Ogletree, an executive manager at a commercial truck manufacturer, said she first sought recognition from Guinness when she saw a news article about another mother having set the mark at the time – then calculating in her head that she could surpass it within three months.
She explained that she has never been diagnosed with any condition that would explain the level at which she produces breastmilk, saying she believes a focus on hydration as well as a healthy diet have helped.
Remarkably, only donations to Mothers’ Milk Bank of North Texas have counted toward her total. But she said she has also donated an additional 2,000 litres to another milk bank – Tiny Treasures – as well as close friends in need.
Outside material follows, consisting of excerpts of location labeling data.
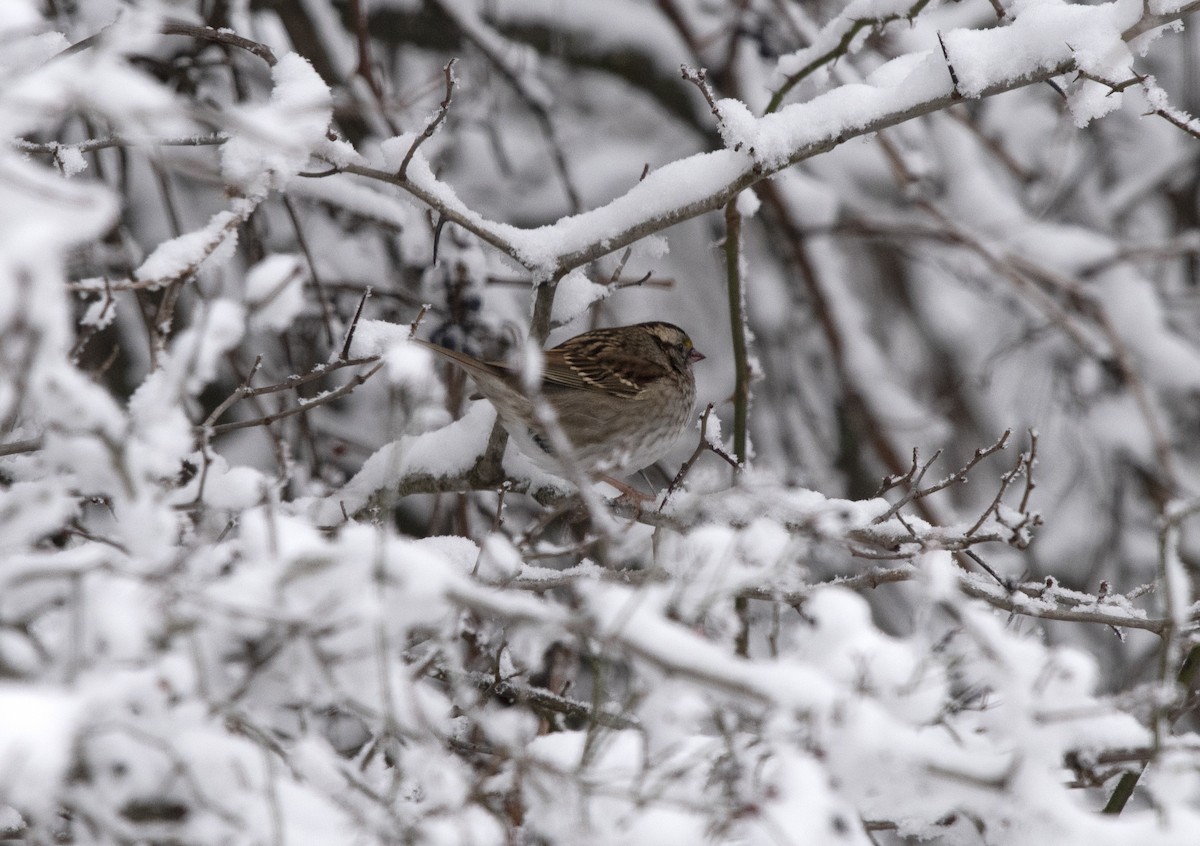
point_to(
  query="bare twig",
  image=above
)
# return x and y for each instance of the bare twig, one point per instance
(354, 323)
(432, 126)
(703, 445)
(959, 475)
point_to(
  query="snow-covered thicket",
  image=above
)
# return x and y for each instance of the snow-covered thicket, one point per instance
(267, 576)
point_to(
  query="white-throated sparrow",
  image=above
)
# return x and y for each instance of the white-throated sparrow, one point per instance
(622, 396)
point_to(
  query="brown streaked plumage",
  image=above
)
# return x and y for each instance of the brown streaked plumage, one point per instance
(622, 396)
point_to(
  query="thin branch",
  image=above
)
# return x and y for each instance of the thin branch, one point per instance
(737, 328)
(435, 123)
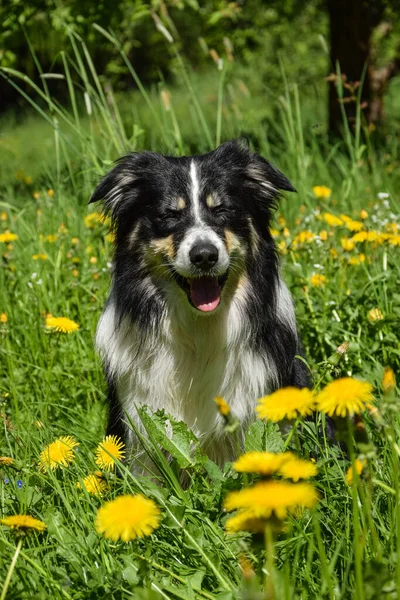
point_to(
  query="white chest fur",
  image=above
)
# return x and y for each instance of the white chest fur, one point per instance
(187, 363)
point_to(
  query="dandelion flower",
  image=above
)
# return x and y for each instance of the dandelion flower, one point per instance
(273, 497)
(39, 256)
(318, 280)
(347, 244)
(332, 220)
(354, 225)
(23, 522)
(128, 517)
(321, 191)
(51, 238)
(223, 406)
(358, 467)
(286, 403)
(344, 396)
(108, 451)
(58, 454)
(264, 463)
(375, 314)
(297, 468)
(388, 381)
(61, 324)
(93, 484)
(8, 237)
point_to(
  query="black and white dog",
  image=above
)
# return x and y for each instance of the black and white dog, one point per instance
(197, 307)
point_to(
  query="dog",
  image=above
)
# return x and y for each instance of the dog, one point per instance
(197, 307)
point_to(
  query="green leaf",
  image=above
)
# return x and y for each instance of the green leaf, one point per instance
(172, 435)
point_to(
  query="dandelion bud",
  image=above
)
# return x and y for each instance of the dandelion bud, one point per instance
(340, 351)
(388, 381)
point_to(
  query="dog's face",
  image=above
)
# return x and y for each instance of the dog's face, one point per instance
(192, 221)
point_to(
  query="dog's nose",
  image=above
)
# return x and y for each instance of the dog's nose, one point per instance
(203, 255)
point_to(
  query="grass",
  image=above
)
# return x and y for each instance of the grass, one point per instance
(52, 384)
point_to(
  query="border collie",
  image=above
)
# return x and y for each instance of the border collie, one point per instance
(197, 307)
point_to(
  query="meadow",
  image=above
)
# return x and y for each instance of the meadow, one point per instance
(339, 239)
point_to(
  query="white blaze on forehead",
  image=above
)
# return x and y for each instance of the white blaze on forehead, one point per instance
(195, 193)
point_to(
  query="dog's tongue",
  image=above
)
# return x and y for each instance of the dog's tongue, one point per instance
(205, 293)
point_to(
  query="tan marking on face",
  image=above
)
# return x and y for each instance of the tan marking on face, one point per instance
(254, 238)
(210, 201)
(181, 203)
(164, 246)
(232, 241)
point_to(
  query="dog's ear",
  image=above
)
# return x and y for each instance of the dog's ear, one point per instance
(268, 176)
(124, 181)
(112, 186)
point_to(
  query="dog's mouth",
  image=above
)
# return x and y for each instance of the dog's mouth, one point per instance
(204, 293)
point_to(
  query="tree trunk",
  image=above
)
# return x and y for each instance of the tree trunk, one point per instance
(351, 25)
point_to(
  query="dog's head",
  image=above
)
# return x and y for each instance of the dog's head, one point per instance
(192, 220)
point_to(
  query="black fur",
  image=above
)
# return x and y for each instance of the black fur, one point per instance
(140, 194)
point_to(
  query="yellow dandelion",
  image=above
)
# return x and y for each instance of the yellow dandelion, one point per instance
(223, 406)
(94, 484)
(318, 280)
(286, 403)
(321, 191)
(394, 240)
(23, 522)
(332, 220)
(264, 463)
(8, 237)
(61, 324)
(354, 225)
(358, 467)
(273, 497)
(128, 517)
(297, 468)
(59, 453)
(110, 237)
(108, 451)
(388, 381)
(245, 521)
(62, 229)
(347, 244)
(344, 396)
(51, 238)
(39, 256)
(375, 314)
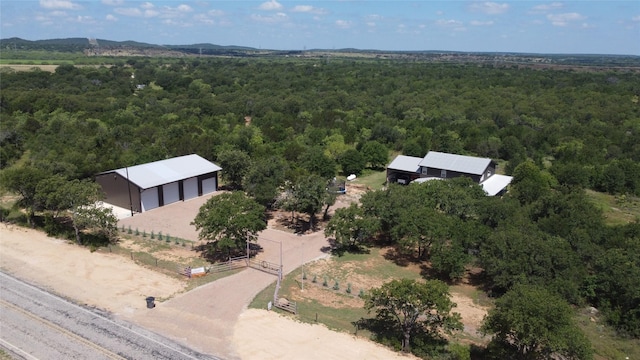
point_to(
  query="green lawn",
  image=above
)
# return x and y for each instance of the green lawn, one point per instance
(375, 180)
(606, 343)
(617, 209)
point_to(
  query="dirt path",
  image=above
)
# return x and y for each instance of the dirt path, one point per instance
(205, 317)
(210, 319)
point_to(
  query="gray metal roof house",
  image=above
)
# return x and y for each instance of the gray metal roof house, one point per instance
(151, 185)
(438, 165)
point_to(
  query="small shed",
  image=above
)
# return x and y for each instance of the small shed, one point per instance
(151, 185)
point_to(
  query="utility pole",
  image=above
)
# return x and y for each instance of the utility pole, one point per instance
(129, 188)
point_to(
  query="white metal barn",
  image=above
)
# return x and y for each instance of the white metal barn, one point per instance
(148, 186)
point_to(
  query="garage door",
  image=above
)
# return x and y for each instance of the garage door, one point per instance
(171, 193)
(190, 188)
(209, 185)
(149, 198)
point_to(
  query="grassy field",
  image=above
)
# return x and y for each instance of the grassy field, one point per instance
(604, 340)
(375, 180)
(617, 209)
(332, 288)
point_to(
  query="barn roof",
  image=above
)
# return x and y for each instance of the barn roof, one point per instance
(405, 163)
(496, 183)
(452, 162)
(167, 171)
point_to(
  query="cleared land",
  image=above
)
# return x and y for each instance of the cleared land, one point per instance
(208, 318)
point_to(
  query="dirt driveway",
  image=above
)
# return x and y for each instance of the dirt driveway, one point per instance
(205, 317)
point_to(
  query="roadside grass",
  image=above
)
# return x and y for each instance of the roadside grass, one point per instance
(478, 296)
(153, 254)
(617, 209)
(4, 355)
(606, 343)
(337, 309)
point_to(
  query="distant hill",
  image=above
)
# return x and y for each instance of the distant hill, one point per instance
(102, 47)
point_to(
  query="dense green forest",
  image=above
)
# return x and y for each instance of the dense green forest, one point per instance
(270, 122)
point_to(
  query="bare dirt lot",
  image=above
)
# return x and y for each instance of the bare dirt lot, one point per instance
(212, 318)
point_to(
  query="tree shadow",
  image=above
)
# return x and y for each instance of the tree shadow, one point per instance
(401, 259)
(212, 254)
(386, 332)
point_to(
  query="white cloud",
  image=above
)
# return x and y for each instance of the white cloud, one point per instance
(481, 23)
(113, 2)
(448, 23)
(547, 7)
(135, 12)
(343, 24)
(270, 5)
(272, 19)
(184, 8)
(564, 19)
(489, 7)
(151, 13)
(59, 4)
(85, 19)
(309, 9)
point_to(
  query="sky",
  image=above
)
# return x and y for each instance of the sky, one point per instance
(551, 27)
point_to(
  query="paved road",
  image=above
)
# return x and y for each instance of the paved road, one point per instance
(35, 324)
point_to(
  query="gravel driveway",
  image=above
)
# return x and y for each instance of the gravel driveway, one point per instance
(204, 318)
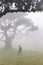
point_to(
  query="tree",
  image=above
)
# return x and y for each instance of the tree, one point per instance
(8, 29)
(19, 6)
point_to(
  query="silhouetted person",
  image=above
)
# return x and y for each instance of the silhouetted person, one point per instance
(19, 50)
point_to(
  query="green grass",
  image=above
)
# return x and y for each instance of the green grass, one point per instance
(27, 58)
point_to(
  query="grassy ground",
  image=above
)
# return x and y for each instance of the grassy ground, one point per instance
(27, 58)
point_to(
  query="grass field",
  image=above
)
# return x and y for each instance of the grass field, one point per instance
(27, 58)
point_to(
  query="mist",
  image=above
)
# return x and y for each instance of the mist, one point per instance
(32, 40)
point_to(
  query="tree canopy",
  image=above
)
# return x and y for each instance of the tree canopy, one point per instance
(20, 6)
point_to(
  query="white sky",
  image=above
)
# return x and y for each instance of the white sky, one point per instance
(37, 18)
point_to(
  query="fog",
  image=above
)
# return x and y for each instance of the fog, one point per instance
(32, 40)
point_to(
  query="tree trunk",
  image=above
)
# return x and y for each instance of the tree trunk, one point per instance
(8, 45)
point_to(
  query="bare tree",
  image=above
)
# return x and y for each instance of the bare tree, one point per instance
(8, 29)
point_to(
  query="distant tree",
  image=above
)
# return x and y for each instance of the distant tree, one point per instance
(8, 29)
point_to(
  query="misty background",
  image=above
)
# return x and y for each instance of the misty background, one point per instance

She said Mothers’ Milk Bank of North Texas told her that every litre of breastmilk donated can feed 11 premature babies. If that is accurate, “I’ve helped over 350,000 babies” with the amount donated to that specific group alone, she reportedly told Guinness.
Ogletree said that she wanted to use the spotlight the Guinness record afforded her to highlight how women may be in a position to aid mothers and their babies without realizing it.
A statement from the executive director of Mothers’ Milk Bank of North Texas, Shaina Stanks, said her institution was left “astounded and inspired” by how Ogletree had delivered “an incomprehensible amount of surplus breastmilk to fragile infants”.
“Her life-saving efforts are an undeniable testament to her extraordinary generosity and compassion,” Stanks’ statement added.